CompilePDF CompilePDF

title: "Rewrite producer" description: "Object-tree mutations on a single PDF — OCG flips, metadata patches, color-space swaps, hygiene strips, page lifecycle ops. No content-stream surgery." group: "Reference" order: 10

Rewrite producer

compile_pdf.rewrite applies object-tree mutations to a single PDF input. The output is a single PDF with the requested mutations applied and everything else byte-identical to the input — that "nothing else touched" guarantee is mechanically verified.

What it does

15 in-scope mutations grouped by category:

Structural

  • OCG flips — toggle Optional Content Group visibility per layer.
  • Page lifecycle ops — insert / delete / reorder / rotate pages.
  • Box adjustments — trim, bleed, art, crop, media boxes.
  • Page-label surgery — fix 1, 2, i, ii, … numbering.

Hygiene

  • Metadata patches — Info dict + XMP. Strip / set / replace.
  • Color-space swaps — DeviceRGB → DeviceCMYK pin (or inverse).
  • Strip JS — remove /JavaScript actions and /JS keys.
  • Strip embedded files — remove /EmbeddedFiles.
  • Normalize page-tree fan-out — flatten deep trees.

Lifecycle

  • PDF/X version pin — declare conformance level.
  • Producer / Creator stamping — operator provenance.

What it doesn't do

Out of scope, gated by a hard STOP-gate in the audit:

  • Content-stream surgery
  • Font subsetting / embedding changes
  • Image recompression
  • Color reflow

These belong to a future producer (or never — see the design spec for the rationale).

Plan schema

A rewrite plan is a JSON document. Top-level fields:

{
  "schema_version": "1.0.0",
  "ops": [
    { "op": "ocg_flip",          "layer": "Bleed",            "visible": false },
    { "op": "metadata_set",      "key": "Title",              "value": "Job 12345" },
    { "op": "metadata_strip",    "keys": ["JS", "JavaScript"] },
    { "op": "page_rotate",       "page": 1, "degrees": 90 },
    { "op": "box_set",           "page": 2, "box": "TrimBox",  "rect_pt": [0, 0, 612, 792] }
  ]
}

Schema documented at compile-pdf schema rewrite. Validation runs client-side (CLI) and server-side (POST /v1/rewrite/apply).

Determinism guarantee

Same input + same plan produces byte-identical output (verified by SHA-256). The cache key composer (src/compile_pdf/cache.py) includes the canonical plan hash, so re-running an identical request short-circuits to the cached output.

Codex surface consumed

  • codex_pdf.CodexDocument — Compile reads the document to validate page-index references in the plan ("you can't delete page 12 of a 10-page PDF").
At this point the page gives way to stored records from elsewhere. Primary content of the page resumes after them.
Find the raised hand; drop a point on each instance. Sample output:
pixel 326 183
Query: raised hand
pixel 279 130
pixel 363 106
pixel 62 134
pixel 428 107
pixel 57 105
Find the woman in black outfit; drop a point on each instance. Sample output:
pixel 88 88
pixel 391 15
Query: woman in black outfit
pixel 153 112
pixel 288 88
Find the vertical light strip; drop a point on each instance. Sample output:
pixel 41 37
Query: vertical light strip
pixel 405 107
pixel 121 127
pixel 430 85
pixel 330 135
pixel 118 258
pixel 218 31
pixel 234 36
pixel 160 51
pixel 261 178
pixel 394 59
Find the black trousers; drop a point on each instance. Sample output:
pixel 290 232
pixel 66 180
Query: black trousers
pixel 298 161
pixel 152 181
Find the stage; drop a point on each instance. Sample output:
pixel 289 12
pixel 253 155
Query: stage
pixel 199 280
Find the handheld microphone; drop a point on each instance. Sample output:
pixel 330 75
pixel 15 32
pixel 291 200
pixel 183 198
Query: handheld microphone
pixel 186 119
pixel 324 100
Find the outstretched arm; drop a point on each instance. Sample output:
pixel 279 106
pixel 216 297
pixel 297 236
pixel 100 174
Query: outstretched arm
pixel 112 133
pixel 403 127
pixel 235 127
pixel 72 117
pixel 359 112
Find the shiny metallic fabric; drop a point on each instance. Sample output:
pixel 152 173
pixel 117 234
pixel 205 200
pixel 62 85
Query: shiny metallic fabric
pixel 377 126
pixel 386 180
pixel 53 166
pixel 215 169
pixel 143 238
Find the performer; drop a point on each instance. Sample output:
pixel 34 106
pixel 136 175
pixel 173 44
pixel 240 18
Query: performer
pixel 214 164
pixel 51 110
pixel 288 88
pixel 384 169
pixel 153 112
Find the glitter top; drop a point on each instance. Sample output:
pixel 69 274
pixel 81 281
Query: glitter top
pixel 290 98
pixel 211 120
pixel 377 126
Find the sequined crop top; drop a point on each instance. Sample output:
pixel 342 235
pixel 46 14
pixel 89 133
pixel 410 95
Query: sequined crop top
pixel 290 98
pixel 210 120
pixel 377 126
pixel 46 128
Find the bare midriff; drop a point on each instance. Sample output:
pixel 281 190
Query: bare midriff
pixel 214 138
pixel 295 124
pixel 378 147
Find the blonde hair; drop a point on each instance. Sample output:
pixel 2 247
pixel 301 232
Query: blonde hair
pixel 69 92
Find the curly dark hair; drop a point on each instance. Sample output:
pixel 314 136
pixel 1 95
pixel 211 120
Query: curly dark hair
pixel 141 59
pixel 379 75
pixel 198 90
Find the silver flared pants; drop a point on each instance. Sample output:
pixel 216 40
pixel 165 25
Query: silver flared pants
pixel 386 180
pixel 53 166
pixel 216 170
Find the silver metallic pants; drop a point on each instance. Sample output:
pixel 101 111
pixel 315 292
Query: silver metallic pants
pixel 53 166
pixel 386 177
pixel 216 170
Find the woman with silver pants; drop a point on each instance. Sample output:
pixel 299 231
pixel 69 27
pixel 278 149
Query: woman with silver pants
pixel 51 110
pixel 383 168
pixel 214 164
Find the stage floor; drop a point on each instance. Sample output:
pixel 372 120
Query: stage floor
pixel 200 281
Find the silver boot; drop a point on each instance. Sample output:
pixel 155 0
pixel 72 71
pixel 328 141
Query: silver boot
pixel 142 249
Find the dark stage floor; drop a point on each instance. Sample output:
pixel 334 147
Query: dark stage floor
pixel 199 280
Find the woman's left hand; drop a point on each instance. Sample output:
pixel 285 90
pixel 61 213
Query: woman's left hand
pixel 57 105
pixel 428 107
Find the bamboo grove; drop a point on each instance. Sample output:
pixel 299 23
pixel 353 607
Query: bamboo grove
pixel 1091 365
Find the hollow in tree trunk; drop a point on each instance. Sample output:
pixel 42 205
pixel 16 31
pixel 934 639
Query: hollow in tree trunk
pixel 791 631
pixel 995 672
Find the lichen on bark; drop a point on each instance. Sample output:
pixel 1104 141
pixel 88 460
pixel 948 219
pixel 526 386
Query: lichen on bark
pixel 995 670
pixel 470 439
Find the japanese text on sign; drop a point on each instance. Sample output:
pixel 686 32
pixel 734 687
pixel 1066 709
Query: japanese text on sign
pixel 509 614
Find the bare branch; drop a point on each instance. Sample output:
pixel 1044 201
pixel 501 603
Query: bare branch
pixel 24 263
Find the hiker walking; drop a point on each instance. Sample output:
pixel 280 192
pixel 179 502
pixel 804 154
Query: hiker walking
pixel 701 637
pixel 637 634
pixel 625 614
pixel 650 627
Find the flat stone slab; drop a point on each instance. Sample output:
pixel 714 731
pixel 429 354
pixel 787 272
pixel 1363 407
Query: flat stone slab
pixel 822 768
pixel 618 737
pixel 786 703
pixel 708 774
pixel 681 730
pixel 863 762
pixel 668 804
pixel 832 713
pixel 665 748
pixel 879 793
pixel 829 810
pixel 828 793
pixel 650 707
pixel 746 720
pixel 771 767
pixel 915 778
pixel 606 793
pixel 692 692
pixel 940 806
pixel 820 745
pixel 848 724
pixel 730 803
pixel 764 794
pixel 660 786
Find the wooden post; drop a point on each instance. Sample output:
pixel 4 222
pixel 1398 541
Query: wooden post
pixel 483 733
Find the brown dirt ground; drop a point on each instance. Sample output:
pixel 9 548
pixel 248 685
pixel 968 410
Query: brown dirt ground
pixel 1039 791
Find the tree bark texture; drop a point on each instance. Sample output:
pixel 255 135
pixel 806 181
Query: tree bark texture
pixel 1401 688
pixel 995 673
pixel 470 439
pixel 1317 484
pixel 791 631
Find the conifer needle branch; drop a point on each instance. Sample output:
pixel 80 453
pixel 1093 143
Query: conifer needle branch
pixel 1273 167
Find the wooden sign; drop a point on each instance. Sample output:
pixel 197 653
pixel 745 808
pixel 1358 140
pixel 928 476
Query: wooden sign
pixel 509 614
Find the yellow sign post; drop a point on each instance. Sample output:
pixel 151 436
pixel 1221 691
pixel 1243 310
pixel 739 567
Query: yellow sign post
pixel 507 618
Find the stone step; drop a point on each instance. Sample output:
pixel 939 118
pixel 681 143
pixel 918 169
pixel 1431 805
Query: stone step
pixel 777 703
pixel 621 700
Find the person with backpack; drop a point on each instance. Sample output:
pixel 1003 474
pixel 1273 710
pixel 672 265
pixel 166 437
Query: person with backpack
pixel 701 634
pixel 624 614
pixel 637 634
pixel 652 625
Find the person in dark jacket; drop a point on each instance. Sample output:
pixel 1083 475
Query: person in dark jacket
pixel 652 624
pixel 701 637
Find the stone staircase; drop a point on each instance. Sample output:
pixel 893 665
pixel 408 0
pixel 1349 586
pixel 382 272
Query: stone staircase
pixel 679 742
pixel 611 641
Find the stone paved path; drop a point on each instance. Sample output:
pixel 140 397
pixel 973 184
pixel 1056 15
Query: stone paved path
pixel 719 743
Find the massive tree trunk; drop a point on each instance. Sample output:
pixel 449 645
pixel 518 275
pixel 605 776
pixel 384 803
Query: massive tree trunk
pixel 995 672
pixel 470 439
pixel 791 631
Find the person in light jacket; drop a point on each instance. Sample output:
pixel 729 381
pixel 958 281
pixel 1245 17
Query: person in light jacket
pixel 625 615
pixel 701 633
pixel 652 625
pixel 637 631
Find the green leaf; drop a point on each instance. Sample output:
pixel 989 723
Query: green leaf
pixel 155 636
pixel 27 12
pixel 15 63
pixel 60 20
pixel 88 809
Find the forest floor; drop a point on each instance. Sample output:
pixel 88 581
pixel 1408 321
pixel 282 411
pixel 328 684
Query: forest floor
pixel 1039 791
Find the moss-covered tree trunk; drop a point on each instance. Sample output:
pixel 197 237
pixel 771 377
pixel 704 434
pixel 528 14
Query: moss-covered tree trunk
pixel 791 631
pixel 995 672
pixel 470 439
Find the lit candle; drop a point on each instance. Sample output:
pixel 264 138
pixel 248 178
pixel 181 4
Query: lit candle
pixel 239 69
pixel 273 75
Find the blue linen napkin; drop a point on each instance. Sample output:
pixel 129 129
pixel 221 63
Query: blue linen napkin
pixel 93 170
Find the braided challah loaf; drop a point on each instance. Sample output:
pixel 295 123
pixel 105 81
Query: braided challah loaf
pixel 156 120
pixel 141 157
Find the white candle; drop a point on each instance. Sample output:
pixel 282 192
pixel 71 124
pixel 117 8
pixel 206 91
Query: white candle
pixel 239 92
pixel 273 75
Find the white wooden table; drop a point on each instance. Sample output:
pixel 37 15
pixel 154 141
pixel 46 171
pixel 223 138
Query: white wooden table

No re-implementation; the audit script enforces.

Retention-for-training

POST /v1/rewrite/apply honours the X-Compile-Retain-For-Training header. When truthy and COMPILE_RETAIN_BUCKET is configured, the call's input/output/result triplet is persisted to S3-compatible storage with a TTL tag. The decision is reflected on the lineage record. See operations/retention.md.

Status

Shipped. The mutation engine (pikepdf) + three-layer verify + POST /v1/rewrite/apply are live; determinism is enforced in CI.